Письмо было от одного приятеля. Несколько месяцев назад он взял на сохранение рукописи Стаканского и спрятал два тугих чемодана на даче в Малаховке. Надо заметить, что почти все рукописи существовали в одном экземпляре.
В письме говорилось, что означенная дача сгорела и два чемодана (два чемодана — старые кожаные, доставшиеся по наследству от деда, вероятно, дед таскал в них отрубленные головы) также сгорели вместе с домом, и Стаканский вдруг вспомнил Кащея Бессмертного с его сундучком…
Он все еще стоял в саду, слушая, как в прохладном воздухе разливается старая крымская песенка про старичка в серой шляпе, который так любил попивать вечерами липовый чай… И вдруг он понял, что больше всего на свете жалеет не о испепеленном добре, ни даже о рукописях, труде всей его жизни, рассеянном теперь где-то в холодном воздухе Подмосковья, — а о фотографии Анечки с сыном на коленях, фотографии, которую он иногда рассматривал, которая говорила ему: ты испортил меня. Ты испортил мне мою жизнь, а затем убил меня. За что, зачем ты это сделал со мной? Ведь она была у меня одна — моя.

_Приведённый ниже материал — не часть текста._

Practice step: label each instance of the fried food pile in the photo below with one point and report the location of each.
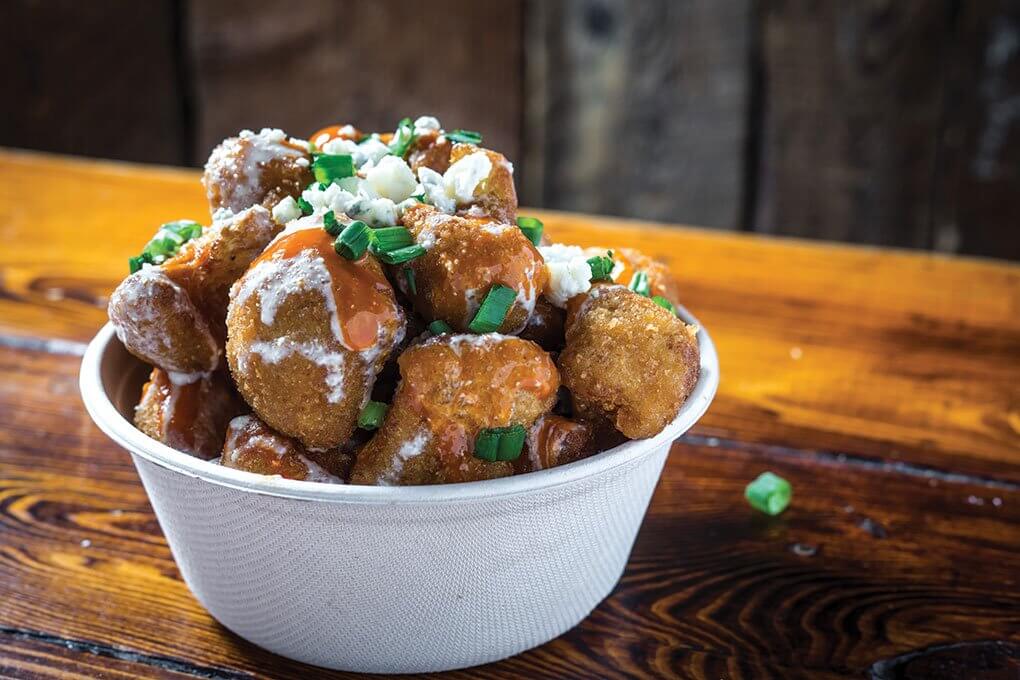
(370, 309)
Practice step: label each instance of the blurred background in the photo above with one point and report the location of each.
(893, 122)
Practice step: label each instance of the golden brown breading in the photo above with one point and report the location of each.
(495, 197)
(628, 360)
(307, 332)
(545, 327)
(555, 440)
(452, 387)
(191, 417)
(253, 446)
(251, 169)
(465, 257)
(173, 315)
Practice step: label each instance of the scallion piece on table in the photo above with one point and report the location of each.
(640, 284)
(353, 241)
(494, 309)
(602, 267)
(388, 239)
(400, 255)
(665, 304)
(464, 136)
(332, 226)
(403, 138)
(371, 416)
(531, 226)
(327, 167)
(769, 493)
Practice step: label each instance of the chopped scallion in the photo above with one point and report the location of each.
(388, 239)
(372, 415)
(500, 443)
(353, 241)
(403, 138)
(531, 226)
(640, 284)
(439, 326)
(464, 136)
(769, 493)
(494, 309)
(327, 167)
(400, 255)
(602, 267)
(665, 304)
(329, 223)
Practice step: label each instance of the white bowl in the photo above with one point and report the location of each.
(398, 579)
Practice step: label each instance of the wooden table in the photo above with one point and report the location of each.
(883, 384)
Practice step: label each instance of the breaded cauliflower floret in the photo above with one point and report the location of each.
(452, 387)
(627, 360)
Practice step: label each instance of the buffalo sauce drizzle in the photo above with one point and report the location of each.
(361, 296)
(180, 410)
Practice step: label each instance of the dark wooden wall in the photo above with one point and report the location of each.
(881, 121)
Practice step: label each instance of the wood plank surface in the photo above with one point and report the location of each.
(880, 354)
(262, 63)
(869, 563)
(638, 109)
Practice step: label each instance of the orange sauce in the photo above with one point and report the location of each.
(552, 437)
(363, 297)
(180, 411)
(334, 133)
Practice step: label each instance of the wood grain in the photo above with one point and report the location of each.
(851, 119)
(869, 563)
(94, 79)
(638, 109)
(881, 354)
(260, 63)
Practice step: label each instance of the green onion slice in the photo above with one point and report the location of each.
(494, 309)
(500, 443)
(464, 136)
(531, 226)
(439, 326)
(665, 304)
(602, 267)
(388, 239)
(640, 284)
(329, 223)
(353, 241)
(165, 244)
(327, 167)
(401, 255)
(403, 138)
(769, 493)
(371, 416)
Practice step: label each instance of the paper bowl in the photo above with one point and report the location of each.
(392, 579)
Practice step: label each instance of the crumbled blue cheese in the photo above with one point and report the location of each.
(392, 178)
(286, 210)
(425, 123)
(458, 185)
(569, 272)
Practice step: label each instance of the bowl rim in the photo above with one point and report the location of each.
(120, 430)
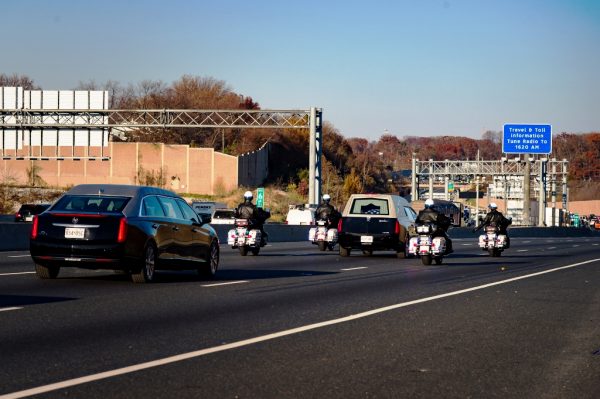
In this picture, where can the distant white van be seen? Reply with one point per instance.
(300, 215)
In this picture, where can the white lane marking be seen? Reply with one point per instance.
(16, 273)
(12, 308)
(268, 337)
(227, 283)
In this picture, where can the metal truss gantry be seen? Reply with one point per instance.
(26, 120)
(523, 167)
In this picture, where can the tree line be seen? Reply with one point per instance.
(348, 164)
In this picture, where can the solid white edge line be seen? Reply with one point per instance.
(15, 273)
(227, 283)
(268, 337)
(11, 308)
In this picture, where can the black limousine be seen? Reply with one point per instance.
(136, 229)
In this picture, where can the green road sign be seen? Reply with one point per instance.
(260, 197)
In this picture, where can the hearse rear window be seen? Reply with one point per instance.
(95, 203)
(369, 206)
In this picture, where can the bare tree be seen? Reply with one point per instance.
(17, 80)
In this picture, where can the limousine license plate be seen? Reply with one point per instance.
(74, 232)
(366, 239)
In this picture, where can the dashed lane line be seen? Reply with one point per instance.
(268, 337)
(11, 308)
(227, 283)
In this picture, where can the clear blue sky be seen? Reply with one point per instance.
(422, 68)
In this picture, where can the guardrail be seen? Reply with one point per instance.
(15, 236)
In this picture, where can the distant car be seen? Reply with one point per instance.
(135, 229)
(223, 216)
(28, 211)
(300, 215)
(375, 222)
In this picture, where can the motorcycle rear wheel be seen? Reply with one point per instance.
(426, 259)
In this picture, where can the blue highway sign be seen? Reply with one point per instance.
(527, 139)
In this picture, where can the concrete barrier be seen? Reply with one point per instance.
(15, 236)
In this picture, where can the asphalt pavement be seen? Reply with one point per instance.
(294, 322)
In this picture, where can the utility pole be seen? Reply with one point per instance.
(527, 192)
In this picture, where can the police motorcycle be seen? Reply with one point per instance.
(245, 236)
(426, 246)
(492, 241)
(323, 235)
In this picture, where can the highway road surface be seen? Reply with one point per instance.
(294, 322)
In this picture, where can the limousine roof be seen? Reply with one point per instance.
(118, 189)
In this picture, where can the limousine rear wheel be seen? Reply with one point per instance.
(344, 251)
(209, 269)
(46, 272)
(148, 267)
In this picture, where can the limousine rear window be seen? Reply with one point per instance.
(91, 203)
(369, 206)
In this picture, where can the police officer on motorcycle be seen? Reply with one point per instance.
(327, 212)
(430, 215)
(494, 216)
(256, 216)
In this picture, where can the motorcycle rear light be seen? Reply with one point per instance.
(34, 228)
(122, 235)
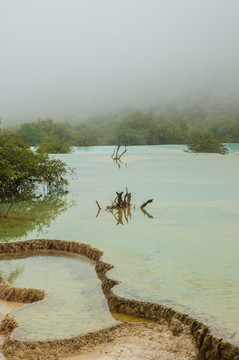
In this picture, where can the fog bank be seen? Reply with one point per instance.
(66, 58)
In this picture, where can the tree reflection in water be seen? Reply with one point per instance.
(124, 215)
(34, 214)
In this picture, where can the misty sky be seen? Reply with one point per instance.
(64, 58)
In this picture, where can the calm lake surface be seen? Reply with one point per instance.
(183, 252)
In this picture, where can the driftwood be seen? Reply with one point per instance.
(120, 207)
(121, 201)
(116, 156)
(146, 203)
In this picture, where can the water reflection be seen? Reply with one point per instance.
(75, 303)
(34, 214)
(121, 215)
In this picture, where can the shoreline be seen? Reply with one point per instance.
(208, 346)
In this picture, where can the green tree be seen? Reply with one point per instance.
(204, 142)
(24, 171)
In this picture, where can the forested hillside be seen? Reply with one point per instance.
(172, 123)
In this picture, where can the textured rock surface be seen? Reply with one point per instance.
(209, 347)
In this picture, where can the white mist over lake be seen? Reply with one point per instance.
(184, 252)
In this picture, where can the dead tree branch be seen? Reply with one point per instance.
(146, 203)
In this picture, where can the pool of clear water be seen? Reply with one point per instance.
(184, 251)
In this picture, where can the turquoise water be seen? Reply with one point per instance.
(75, 303)
(184, 254)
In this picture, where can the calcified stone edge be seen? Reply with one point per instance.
(210, 347)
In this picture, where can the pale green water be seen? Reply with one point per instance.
(75, 303)
(186, 256)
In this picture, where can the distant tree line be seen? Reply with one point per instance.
(135, 128)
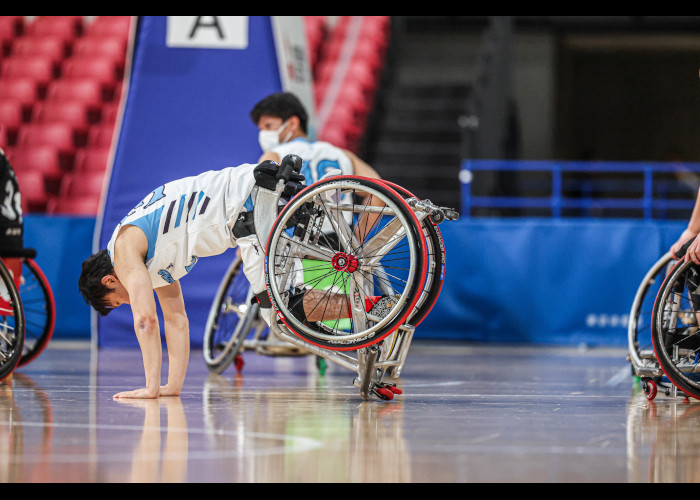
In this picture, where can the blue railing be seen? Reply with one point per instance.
(643, 189)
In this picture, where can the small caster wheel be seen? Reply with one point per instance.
(384, 393)
(238, 363)
(321, 365)
(393, 389)
(649, 388)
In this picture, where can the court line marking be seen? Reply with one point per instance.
(291, 444)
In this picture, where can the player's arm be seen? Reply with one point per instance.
(367, 221)
(130, 250)
(177, 336)
(360, 167)
(691, 231)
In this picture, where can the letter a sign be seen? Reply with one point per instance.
(208, 32)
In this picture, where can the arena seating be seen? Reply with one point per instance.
(61, 81)
(353, 65)
(60, 85)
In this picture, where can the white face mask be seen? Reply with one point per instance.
(268, 139)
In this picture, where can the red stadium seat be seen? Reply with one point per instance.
(110, 113)
(113, 47)
(11, 113)
(74, 113)
(49, 46)
(82, 184)
(23, 90)
(92, 159)
(75, 205)
(44, 159)
(38, 68)
(91, 67)
(32, 190)
(10, 28)
(84, 89)
(110, 26)
(65, 27)
(100, 135)
(58, 135)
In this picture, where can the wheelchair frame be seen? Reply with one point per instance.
(642, 358)
(372, 362)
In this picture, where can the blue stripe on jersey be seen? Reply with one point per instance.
(249, 204)
(150, 225)
(199, 198)
(179, 210)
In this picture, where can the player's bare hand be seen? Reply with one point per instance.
(693, 252)
(169, 391)
(136, 394)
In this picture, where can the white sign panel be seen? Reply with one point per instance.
(208, 32)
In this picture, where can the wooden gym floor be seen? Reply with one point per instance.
(469, 413)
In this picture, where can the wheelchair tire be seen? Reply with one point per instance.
(356, 269)
(39, 311)
(230, 319)
(675, 331)
(12, 328)
(436, 263)
(639, 343)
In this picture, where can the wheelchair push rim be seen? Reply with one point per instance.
(393, 244)
(675, 331)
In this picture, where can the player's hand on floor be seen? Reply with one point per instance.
(136, 394)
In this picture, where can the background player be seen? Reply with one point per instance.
(282, 122)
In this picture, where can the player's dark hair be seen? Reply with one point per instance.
(90, 284)
(283, 105)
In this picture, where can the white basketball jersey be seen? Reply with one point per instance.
(319, 158)
(189, 218)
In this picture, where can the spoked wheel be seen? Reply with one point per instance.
(435, 276)
(325, 289)
(39, 311)
(675, 330)
(640, 350)
(12, 329)
(230, 320)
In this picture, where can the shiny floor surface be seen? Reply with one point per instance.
(468, 414)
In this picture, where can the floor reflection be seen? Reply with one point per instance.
(663, 440)
(355, 442)
(569, 418)
(150, 463)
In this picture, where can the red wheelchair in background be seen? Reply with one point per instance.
(27, 306)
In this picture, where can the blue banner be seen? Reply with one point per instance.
(187, 111)
(566, 281)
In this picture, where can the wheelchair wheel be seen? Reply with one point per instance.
(379, 252)
(641, 352)
(675, 328)
(435, 277)
(39, 311)
(230, 319)
(12, 327)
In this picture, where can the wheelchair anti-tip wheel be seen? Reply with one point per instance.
(675, 327)
(640, 350)
(12, 329)
(353, 289)
(230, 319)
(39, 311)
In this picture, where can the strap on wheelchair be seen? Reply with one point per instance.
(680, 253)
(263, 299)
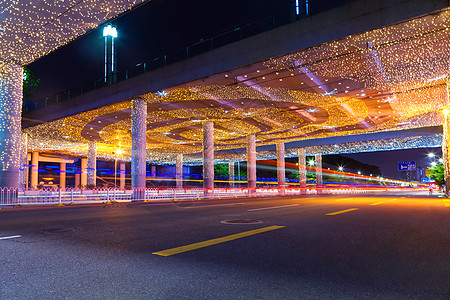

Я была тебе плохой женой, да? Я изменяла тебе, я с тобой скучала, я хотела других, да? Я была тебе плохой партнершей в постели? А я хотела быть единственной женщиной твоей, и после тебя у меня долго не было других, почти два года. А ты прогнал меня ради других, ну и что, если они любили тебя больше, ведь не я виновата, я просто могла тебя любить именно так, как могла… Да, я не могла любить больше, чем это было мне определено, дано Богом. Это как объем легких, он дается и все, и не может быть больше. Я любила тебя.
Когда она ушла, недописанные книги вновь призывно зашелестели страницами, но так и остались в виде воображаемых атласных кирпичей.
Ибо дело было вовсе не в том, что мешали люди, два человечка, оба маленькие, оба — его порождение, и не в том, что газетная работа пожирала его время, и даже не в том, что рукописи в конце концов сгорели, а именно в том главном, в том самом жутком, во что не верят, как, скажем, в собственную смерть.
Он проиграл — только и всего. Цель жизни, с беспечной легкостью поставленная еще в детстве, оказалась недостижимой. Музыка, так ясно звучавшая внутри, так и не нашла выхода. Все его существование оказалось бессмысленным, дряблым, как эта — если заглянуть в будущее — далеко над столом протянутая старческая рука.